People don't plan their radio listening two weeks in advance. Generally, they don't plan it at all.

So if you are going to promote a weekend event, it is best to do a saturation campaign two or three days out, intensifying the day before. Otherwise it is a lot of talk and no gratification.

Today is not "Boss Radio" time. Things have moved on. Radio competes with many entertainment options, and is used as a convenience. Perhaps it was different before we had all the choices, but I think that even then we deluded ourselves into thinking radio was more important.


And if a station tries it again today.....they'll know.

Yes, they will be able to see how much lower than usual the weekend numbers go.
 
No, listeners who hear all those unfamiliar or disliked songs would simply say, "what's this shit?" and find something else to listen to.

#1, this is 1985 and those listeners focus was 50's to 70's music as classics, so they knew them. If any complaints were to arise it would have been the currents they were playing at the time. So they got rid of them.

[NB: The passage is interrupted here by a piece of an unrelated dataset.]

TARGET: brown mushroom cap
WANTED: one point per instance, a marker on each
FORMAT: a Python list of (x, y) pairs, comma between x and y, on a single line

#2, I think you are once again exaggerating about listener reactions. There are hundreds of thousands of listeners in the LA area all with different ideas and agendas. You expect them to all tune away the moment they hear a song they supposedly dislike? No, it does not work that way...at all

If 1962's "Born to Lose" came on, knowing that "I Can't Stop Loving You" just played as an A-side, you'd think they would all tune away and say "What's this shit"?? No, not at all.
 
You expect them to all tune away the moment they hear a song they supposedly dislike? No, it does not work that way...at all

How do you know that? Have you done research on it? We have. I can give you statistical probability. I can tell you how many seconds it takes for a listener to change a station. I can tell you how many of them will never come back. Have you ever done any of that kind of research?
 
So if you are going to promote a weekend event, it is best to do a saturation campaign two or three days out, intensifying the day before. Otherwise it is a lot of talk and no gratification.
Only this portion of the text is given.